Crítica Faroeste Cabloco (Faroeste Cabloco / 2013 / Brasil) dir.
René Sampaio
por
Lucas Wagner
João de Santo Cristo é um herói trágico e
solitário, cuja trajetória foi, desde pequeno, repleta de dor e sofrimento.
Nasceu sem condições que o facilitassem na vida, João sempre foi obrigado a
conseguir as coisas na base da luta, aprendendo a se adaptar num mundo cão que
parecia não ter lugar para alguém como ele. Vivendo em guerra constante para
sobreviver, o que ele realmente queria era poder viver honestamente ao lado do
amor de sua vida, Maria Lúcia, mas diversas condições tornavam isso um sonho
impossível. Foi ao narrar a eterna batalha do herói, colocando-a em um contexto
de crítica social, que Renato Russo fez de sua canção Faroeste Cabloco uma pequena obra de arte. Repleto de
interessantíssimas possibilidades dramáticas para serem exploradas em uma obra
cinematográfica, a canção foi finalmente adaptada para a telona pelo estreante
René Sampaio que, mais do que tentar agradar aos fãs de Legião Urbana, se
preocupou em contar a história de João de Santo Cristo de maneira sóbria e
extremamente violenta.
Descartando o contexto macrossocial presente
na música, Sampaio e os roteiristas Victor Atherino e Marcos Bernstein tornam a
história mais intimista, com João (Francisco Boliveira) dessa vez não se
preocupando exatamente em “falar pro presidente pra ajudar toda essa gente que
só faz sofrer”, mas sim em simplesmente sobreviver ao ambiente cruel do mundo
das drogas de Brasília da década de 80, se adaptando ao contexto e sabendo que,
para ser alguém lá, tem que provar que é perigoso e capaz. Assim, Sampaio
investe num nível altíssimo de violência gráfica, não virando a câmera para
momentos mais desagradáveis, o que ajuda a deixar o espectador consciente de
que lá ninguém pode confiar em ninguém, e que o perigo é sempre iminente, algo
ainda ressaltado pela câmera inquieta do diretor, além da fotografia granulada
de Gustavo Hadha, que transmite constantemente a ideia de sujeira. Essa lógica cabe
também ao próprio personagem de João, que em nenhum momento é suavizado pelos
realizadores e, aliás, se torna ainda mais violento do que na canção, sendo
capaz de atos brutais e repletos de ódio que o fazem se aproximar mais da
figura de um anti-herói do que da de um herói.

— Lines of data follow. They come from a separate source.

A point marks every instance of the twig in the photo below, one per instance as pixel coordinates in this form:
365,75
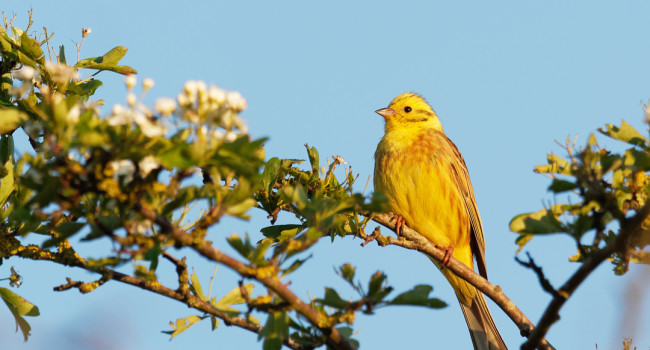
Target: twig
34,252
546,284
417,242
628,228
334,338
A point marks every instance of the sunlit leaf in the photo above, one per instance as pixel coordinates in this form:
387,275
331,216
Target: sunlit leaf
625,133
418,296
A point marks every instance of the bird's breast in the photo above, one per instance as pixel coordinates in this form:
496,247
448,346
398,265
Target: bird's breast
419,184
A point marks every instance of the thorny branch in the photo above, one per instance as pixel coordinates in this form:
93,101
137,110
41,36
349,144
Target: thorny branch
334,338
629,227
546,284
415,241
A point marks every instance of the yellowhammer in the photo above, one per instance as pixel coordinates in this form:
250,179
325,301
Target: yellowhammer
426,181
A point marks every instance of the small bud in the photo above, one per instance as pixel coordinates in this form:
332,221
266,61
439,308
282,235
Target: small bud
190,87
165,106
25,74
131,99
339,160
123,168
217,95
130,81
147,83
230,136
236,101
147,165
73,114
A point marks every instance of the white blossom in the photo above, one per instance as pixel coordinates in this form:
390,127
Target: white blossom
191,87
73,114
62,73
201,87
339,160
130,81
147,83
165,106
26,73
131,99
236,101
217,134
147,165
119,116
217,95
148,128
142,226
230,136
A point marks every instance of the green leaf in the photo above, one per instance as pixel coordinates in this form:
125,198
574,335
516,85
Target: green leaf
347,271
62,55
176,157
31,47
182,324
333,299
313,158
347,333
556,165
108,62
22,306
214,322
19,307
195,287
376,289
418,296
522,240
234,296
543,221
281,232
65,230
10,119
240,208
243,247
7,178
625,133
270,172
559,186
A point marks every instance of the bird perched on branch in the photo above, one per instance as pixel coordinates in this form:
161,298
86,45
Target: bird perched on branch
426,181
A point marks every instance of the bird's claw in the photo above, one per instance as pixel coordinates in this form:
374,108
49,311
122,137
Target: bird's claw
448,251
399,224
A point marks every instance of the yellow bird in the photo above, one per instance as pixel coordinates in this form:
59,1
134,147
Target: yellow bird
426,181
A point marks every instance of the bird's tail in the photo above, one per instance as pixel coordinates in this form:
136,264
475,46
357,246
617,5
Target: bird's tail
484,333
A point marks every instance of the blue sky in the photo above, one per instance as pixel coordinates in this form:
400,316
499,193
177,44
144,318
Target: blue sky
507,79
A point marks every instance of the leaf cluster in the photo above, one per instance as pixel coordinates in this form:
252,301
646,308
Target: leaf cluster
606,192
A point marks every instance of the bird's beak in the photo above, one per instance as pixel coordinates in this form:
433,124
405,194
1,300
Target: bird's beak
386,112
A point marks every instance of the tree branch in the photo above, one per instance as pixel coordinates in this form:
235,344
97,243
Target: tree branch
334,338
629,227
415,241
69,258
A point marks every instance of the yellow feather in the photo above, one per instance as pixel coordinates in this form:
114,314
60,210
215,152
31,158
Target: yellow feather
426,181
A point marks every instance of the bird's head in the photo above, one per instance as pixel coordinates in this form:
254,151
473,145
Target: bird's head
409,111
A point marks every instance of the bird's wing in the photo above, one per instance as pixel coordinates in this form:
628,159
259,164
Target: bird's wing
461,177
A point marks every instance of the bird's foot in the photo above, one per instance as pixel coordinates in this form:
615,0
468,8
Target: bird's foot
448,251
399,224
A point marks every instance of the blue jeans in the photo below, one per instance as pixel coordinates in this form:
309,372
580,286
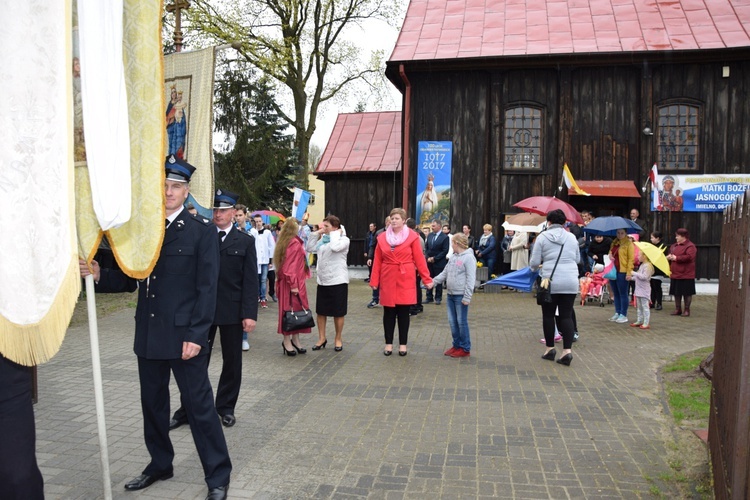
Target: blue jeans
620,292
458,318
262,278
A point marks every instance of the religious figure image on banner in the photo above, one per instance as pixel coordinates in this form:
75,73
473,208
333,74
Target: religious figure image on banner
177,120
434,160
670,196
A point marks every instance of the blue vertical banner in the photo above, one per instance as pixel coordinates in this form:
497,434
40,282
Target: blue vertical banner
434,160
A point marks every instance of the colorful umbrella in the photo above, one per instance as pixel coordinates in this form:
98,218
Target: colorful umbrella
525,222
608,226
268,216
543,205
655,256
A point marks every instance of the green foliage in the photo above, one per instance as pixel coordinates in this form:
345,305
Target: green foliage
260,162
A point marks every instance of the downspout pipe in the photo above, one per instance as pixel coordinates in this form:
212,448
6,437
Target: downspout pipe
406,138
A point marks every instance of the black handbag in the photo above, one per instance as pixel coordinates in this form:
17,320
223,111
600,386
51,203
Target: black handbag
296,320
543,295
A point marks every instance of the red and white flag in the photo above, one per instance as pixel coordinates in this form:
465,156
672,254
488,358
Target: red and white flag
653,175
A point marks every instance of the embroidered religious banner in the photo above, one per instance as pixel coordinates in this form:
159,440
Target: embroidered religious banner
188,92
434,159
39,275
135,244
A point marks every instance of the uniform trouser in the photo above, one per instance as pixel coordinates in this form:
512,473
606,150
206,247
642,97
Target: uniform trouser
20,478
195,393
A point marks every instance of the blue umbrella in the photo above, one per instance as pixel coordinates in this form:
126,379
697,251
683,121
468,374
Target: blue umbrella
608,226
523,279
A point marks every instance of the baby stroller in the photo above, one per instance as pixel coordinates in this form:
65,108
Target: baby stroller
594,287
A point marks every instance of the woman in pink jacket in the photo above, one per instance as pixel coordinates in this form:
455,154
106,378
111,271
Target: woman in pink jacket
397,255
291,273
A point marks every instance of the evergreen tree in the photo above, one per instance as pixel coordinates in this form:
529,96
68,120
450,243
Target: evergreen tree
259,162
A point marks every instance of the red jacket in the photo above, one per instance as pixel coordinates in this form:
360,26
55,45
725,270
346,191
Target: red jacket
393,270
684,267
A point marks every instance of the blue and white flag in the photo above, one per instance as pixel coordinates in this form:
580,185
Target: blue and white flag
299,205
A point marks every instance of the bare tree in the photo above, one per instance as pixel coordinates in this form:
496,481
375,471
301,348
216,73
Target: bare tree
301,45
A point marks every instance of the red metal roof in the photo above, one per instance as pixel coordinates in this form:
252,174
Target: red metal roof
455,29
363,142
620,189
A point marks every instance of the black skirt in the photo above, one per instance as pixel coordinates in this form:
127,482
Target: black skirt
332,300
682,288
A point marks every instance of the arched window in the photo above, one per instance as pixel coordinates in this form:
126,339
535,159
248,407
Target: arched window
523,138
678,133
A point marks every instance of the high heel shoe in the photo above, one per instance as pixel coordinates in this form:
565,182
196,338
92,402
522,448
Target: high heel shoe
550,355
565,360
288,353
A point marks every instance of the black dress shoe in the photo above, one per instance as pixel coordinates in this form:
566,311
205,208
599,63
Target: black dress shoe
565,360
218,493
144,481
175,423
550,355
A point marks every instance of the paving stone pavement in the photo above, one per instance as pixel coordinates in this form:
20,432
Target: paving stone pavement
355,424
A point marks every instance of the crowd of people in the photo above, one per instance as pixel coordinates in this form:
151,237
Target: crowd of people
213,276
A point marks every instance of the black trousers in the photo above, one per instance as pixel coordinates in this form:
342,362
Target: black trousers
20,478
562,302
390,314
196,396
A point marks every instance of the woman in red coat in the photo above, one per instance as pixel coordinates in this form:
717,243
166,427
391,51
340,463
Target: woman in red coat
681,259
397,254
291,273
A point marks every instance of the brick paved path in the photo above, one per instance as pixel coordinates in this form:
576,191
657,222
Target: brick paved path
500,424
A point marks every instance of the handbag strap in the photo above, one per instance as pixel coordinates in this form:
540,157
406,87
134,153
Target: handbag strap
291,297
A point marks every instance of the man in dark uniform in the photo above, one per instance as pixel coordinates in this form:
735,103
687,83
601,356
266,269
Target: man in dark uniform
20,478
436,250
236,306
176,306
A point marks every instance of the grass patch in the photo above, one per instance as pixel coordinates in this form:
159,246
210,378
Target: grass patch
688,395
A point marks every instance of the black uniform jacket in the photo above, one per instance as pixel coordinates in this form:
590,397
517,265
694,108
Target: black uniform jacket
237,297
177,302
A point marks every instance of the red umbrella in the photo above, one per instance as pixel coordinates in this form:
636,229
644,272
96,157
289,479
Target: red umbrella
543,205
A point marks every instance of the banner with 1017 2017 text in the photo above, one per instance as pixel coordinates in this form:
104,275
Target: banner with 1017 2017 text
434,161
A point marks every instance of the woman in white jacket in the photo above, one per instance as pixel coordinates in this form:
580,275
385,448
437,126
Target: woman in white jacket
332,246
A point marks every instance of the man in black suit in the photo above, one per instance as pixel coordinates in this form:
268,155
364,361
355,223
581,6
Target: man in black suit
236,306
20,478
437,247
176,307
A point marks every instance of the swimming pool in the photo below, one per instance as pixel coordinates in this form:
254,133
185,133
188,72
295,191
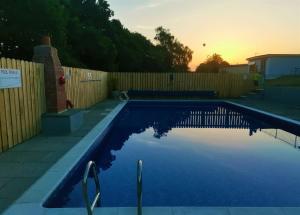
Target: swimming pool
195,154
204,155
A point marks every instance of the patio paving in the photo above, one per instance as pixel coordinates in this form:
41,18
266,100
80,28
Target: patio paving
22,165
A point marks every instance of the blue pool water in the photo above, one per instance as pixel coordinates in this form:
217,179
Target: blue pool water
194,154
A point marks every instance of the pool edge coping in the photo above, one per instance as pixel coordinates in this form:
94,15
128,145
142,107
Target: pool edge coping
32,199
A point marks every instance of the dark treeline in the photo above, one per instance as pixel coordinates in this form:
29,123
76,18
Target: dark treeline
86,35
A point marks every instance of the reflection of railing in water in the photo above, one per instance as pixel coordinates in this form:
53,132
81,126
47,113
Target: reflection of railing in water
284,136
220,118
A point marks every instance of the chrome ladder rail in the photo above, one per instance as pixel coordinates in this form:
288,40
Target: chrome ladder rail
90,206
139,186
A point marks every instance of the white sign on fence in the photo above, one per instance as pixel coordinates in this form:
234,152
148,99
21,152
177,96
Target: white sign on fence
10,78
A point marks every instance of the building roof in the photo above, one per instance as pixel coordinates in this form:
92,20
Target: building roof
272,55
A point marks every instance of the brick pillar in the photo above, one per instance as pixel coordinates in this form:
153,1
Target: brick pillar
55,92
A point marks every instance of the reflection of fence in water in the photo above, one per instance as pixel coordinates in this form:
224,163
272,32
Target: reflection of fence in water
284,136
220,118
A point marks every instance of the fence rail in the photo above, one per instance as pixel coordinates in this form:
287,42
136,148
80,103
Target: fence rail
85,87
21,108
227,85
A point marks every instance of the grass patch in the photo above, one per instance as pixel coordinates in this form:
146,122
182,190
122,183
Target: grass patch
285,81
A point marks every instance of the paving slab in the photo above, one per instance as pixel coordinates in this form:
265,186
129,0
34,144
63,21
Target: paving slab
24,164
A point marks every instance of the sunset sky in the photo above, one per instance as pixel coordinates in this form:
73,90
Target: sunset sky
236,29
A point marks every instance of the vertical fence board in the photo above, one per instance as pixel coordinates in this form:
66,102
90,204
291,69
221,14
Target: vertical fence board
227,85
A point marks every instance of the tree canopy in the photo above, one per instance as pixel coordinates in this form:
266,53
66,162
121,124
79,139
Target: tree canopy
86,35
212,64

Nesse quesito, o ator Francisco Boliveira faz
um ótimo trabalho como João, retratando-o como um sujeito introspectivo que, no
entanto, não deve ser subestimado, já que é capaz de tudo para alcançar seus
objetivos. Esses objetivos são retratados com certa pureza por Boliveira, e
somos capazes de compreender a honestidade da vontade de João de querer ser
alguém certo, não ser bandido, levando uma existência tranquila ao lado de
Maria Lúcia (Isis Valverde), embora não resista a ganhar um dinheirinho mais
fácil a mais como traficante, mentindo para a namorada, o que o torna ainda
mais complexo. A trajetória cada vez mais trágica do protagonista é
interpretada de forma visceral pelo ator, que aos poucos se transforma numa
figura mais e mais temível, o que culmina no famoso e esperado clímax. Apesar
de toda a violência, continuamos sempre torcendo por João, por compreendermos
seus objetivos e que, diante da forma como viveu os anos de sua vida até agora
e do ambiente em que se encontra, agir de outro jeito seria sinal de inegável
fraqueza num lugar onde os fracos não tem vez.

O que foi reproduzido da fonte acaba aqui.